Posted by Prof. Richard Sambrook
One thing that troubles me deeply about the current arguments over the UK security services questioning the partner of Guardian Journalist Glenn Greenwald for 9 hours is their polarising effect. As I blogged on Tuesday, this is about the role of the state, the rights of the free press and where moral authority lies.
It has become a black and white issue. Nick Cohen has written that we should “remember this morning” for its defining significance. Simon Jenkins suggests the “war on terror” has corrupted democratic government.
But if you are Louise Mensch on Newsnight David Miranda was endangering our agents lives by working with The Guardian (And, de rigeur for the right, she takes a swipe at the BBC as well). Or if you are a Home Office spokesman the notion that information Miranda was carrying might be useful to a terrorist makes him complicit – with an ominous warning that his supporters should be careful what they condone.
So if you support newspapers publishing leaks of secret surveillance activities you are now condoning terrorism.
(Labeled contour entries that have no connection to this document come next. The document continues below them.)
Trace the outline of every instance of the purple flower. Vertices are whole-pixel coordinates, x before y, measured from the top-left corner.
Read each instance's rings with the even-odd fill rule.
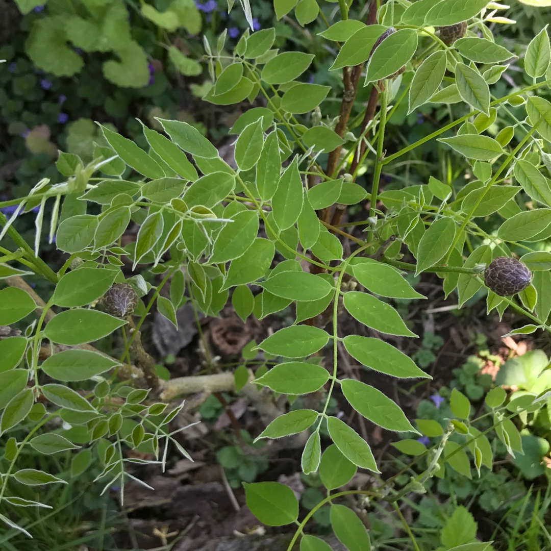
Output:
[[[201,10],[204,13],[210,13],[217,8],[216,0],[207,0],[204,4],[201,4],[195,0],[195,5],[197,9]]]
[[[430,399],[434,402],[434,405],[436,406],[437,409],[440,408],[440,404],[441,404],[442,402],[445,401],[444,398],[443,398],[439,394],[433,394],[433,396],[430,397]]]

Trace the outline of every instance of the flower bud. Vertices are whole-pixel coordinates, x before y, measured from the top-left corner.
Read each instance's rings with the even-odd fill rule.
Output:
[[[509,256],[494,258],[484,271],[486,287],[499,296],[511,296],[526,289],[532,280],[530,271]]]

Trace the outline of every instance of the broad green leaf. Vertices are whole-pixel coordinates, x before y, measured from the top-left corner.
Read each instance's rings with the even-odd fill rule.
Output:
[[[117,271],[83,266],[65,274],[53,293],[53,304],[59,306],[83,306],[105,294]]]
[[[343,342],[347,352],[353,358],[376,371],[400,379],[431,378],[417,367],[410,358],[384,341],[347,335]]]
[[[344,307],[353,317],[368,327],[390,335],[417,337],[406,326],[399,314],[372,295],[358,291],[345,293]]]
[[[298,157],[295,156],[282,175],[272,199],[274,220],[280,230],[285,230],[296,222],[302,210],[303,198]]]
[[[452,389],[450,397],[450,408],[452,413],[459,419],[468,419],[471,413],[469,399],[457,388]]]
[[[284,358],[304,358],[317,352],[329,341],[329,335],[317,327],[295,325],[284,327],[258,345],[268,354]]]
[[[145,125],[143,133],[151,148],[172,170],[191,182],[197,179],[195,168],[188,160],[186,154],[174,142]]]
[[[490,115],[490,89],[477,71],[464,63],[455,66],[456,83],[461,97],[473,109]]]
[[[358,65],[366,61],[377,39],[386,29],[383,25],[363,25],[342,45],[329,70],[341,69],[347,65]]]
[[[157,118],[172,142],[184,151],[207,159],[218,156],[218,150],[197,128],[187,122]]]
[[[278,364],[255,382],[280,394],[307,394],[319,390],[328,380],[329,372],[320,365],[289,361]]]
[[[265,120],[265,117],[264,119]],[[273,197],[279,183],[281,156],[277,133],[271,132],[264,142],[256,165],[256,188],[260,198],[269,201]]]
[[[0,373],[13,369],[21,361],[27,346],[24,337],[10,337],[0,341]],[[1,387],[1,383],[0,383]]]
[[[344,141],[334,130],[327,126],[314,126],[302,134],[302,142],[306,147],[313,147],[316,151],[328,153],[333,151]]]
[[[369,534],[359,517],[344,505],[331,505],[331,526],[338,541],[348,551],[370,551]]]
[[[496,63],[516,57],[506,48],[485,38],[460,38],[453,42],[453,47],[464,57],[477,63]]]
[[[302,52],[284,52],[270,60],[260,78],[268,84],[283,84],[295,80],[310,66],[314,55]]]
[[[322,455],[320,478],[328,490],[344,486],[356,474],[356,466],[345,457],[334,444],[331,444]]]
[[[487,0],[442,0],[429,10],[425,23],[431,26],[460,23],[478,15],[487,3]]]
[[[361,258],[353,267],[354,277],[366,289],[381,296],[395,299],[425,299],[391,266],[373,258]]]
[[[47,358],[40,367],[58,381],[84,381],[118,365],[118,362],[87,350],[66,350]]]
[[[347,19],[346,20],[337,21],[328,29],[326,29],[318,35],[323,36],[328,40],[334,40],[336,42],[345,42],[352,35],[360,29],[365,27],[364,23],[357,19]]]
[[[282,272],[260,284],[272,294],[291,300],[317,300],[333,290],[325,279],[306,272]]]
[[[140,149],[132,140],[114,132],[102,125],[100,127],[109,142],[109,145],[117,152],[118,156],[136,172],[148,178],[154,180],[165,176],[164,171],[156,161]]]
[[[336,417],[329,417],[327,430],[335,445],[350,461],[363,469],[379,472],[369,445],[354,429]]]
[[[355,379],[343,379],[341,387],[348,403],[376,425],[397,432],[417,432],[399,407],[380,390]]]
[[[320,84],[297,84],[283,94],[281,108],[289,113],[307,113],[325,99],[331,89]]]
[[[44,334],[60,344],[82,344],[98,341],[126,323],[125,320],[104,312],[76,308],[52,318],[44,328]]]
[[[197,205],[212,208],[231,193],[235,186],[233,174],[211,172],[202,176],[187,188],[183,201],[190,208]]]
[[[10,325],[28,316],[36,305],[30,296],[18,287],[0,290],[0,325]]]
[[[343,179],[320,182],[312,186],[308,190],[308,200],[312,207],[316,209],[325,208],[334,204],[342,189]]]
[[[274,252],[272,241],[257,237],[244,255],[231,261],[222,289],[250,283],[263,277],[270,267]]]
[[[258,216],[253,210],[237,213],[218,234],[210,262],[217,264],[238,258],[254,243],[258,231]]]
[[[39,453],[46,455],[79,447],[61,434],[56,433],[39,434],[37,436],[31,438],[29,443]]]
[[[235,163],[240,170],[249,170],[256,164],[263,145],[261,119],[246,127],[235,143]]]
[[[385,39],[368,63],[365,84],[380,80],[398,71],[413,57],[417,41],[417,32],[413,29],[402,29]]]
[[[299,502],[293,490],[279,482],[243,483],[247,506],[261,522],[268,526],[283,526],[295,522]]]
[[[440,138],[438,142],[447,144],[468,159],[489,161],[503,153],[501,146],[493,138],[478,134],[461,134],[452,138]]]
[[[309,437],[304,446],[301,458],[301,467],[305,474],[310,474],[317,471],[321,457],[321,442],[319,431],[315,431]]]
[[[525,70],[533,78],[542,77],[547,71],[550,59],[551,50],[549,37],[547,35],[547,25],[545,25],[528,45],[524,58]]]
[[[409,87],[408,114],[426,103],[434,95],[446,72],[446,53],[435,52],[415,71]]]
[[[538,203],[551,207],[549,181],[531,163],[519,159],[515,163],[515,177],[524,191]]]
[[[85,398],[72,388],[63,385],[44,385],[40,387],[41,391],[48,400],[59,406],[76,412],[96,412],[96,409]]]
[[[504,241],[530,241],[550,224],[551,209],[527,210],[506,220],[498,230],[498,236]]]
[[[34,395],[31,388],[25,388],[16,394],[8,402],[0,418],[0,435],[15,426],[26,417],[34,403]]]

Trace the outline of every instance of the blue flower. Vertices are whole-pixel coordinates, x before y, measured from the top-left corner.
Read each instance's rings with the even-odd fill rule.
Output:
[[[441,404],[442,402],[445,401],[445,399],[439,394],[433,394],[433,396],[430,397],[430,399],[434,402],[434,405],[436,406],[437,409],[440,408],[440,404]]]

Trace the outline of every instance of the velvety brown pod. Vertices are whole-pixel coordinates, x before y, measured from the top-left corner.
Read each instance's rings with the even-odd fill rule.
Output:
[[[126,317],[138,305],[138,295],[128,283],[115,283],[104,295],[103,304],[107,314]]]
[[[516,258],[498,256],[484,270],[484,281],[486,287],[496,295],[510,296],[530,284],[532,273]]]
[[[436,27],[436,30],[440,31],[442,42],[448,45],[453,44],[456,40],[464,35],[467,30],[467,21],[463,21],[445,27]]]

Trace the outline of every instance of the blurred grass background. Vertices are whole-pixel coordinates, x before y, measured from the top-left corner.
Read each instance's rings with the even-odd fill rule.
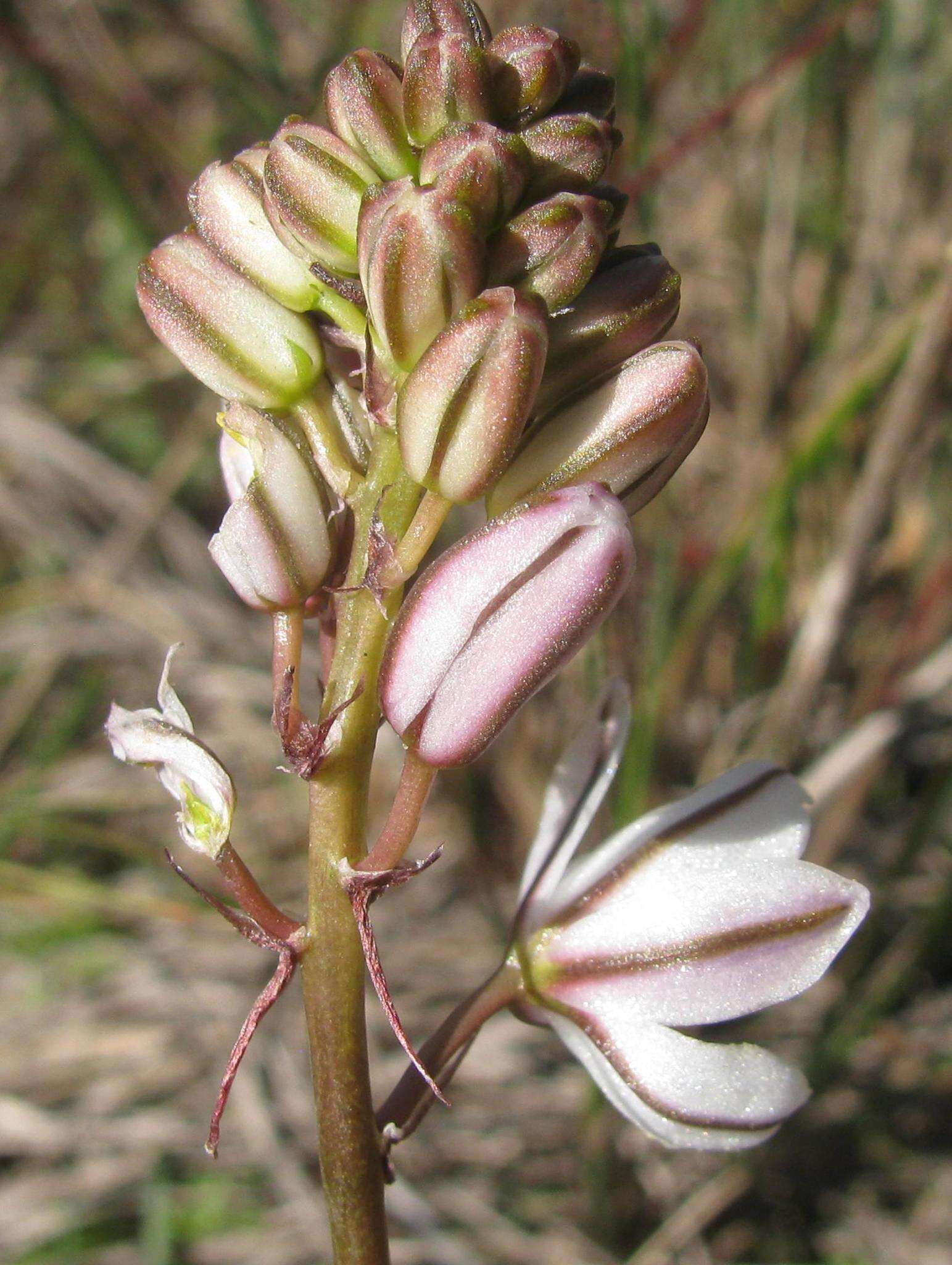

Or if you don’t get onside you may be condoning the secret state.
Reason lies in the complicated middle ground – unfashionable as that may be.
Social Media, advocacy journalism, the need to define and claim the narrative and to be heard leaves little room for middle ground, but it is there that this conflict will be resolved. In that grey area the ethical bridge between these positions will have to be re-built. Journalists have responsibilities towards the state. Governments have responsibilities towards a free and open press.
When positions polarise and harden, responsibilities are overlooked, noise rises and reason gets lost.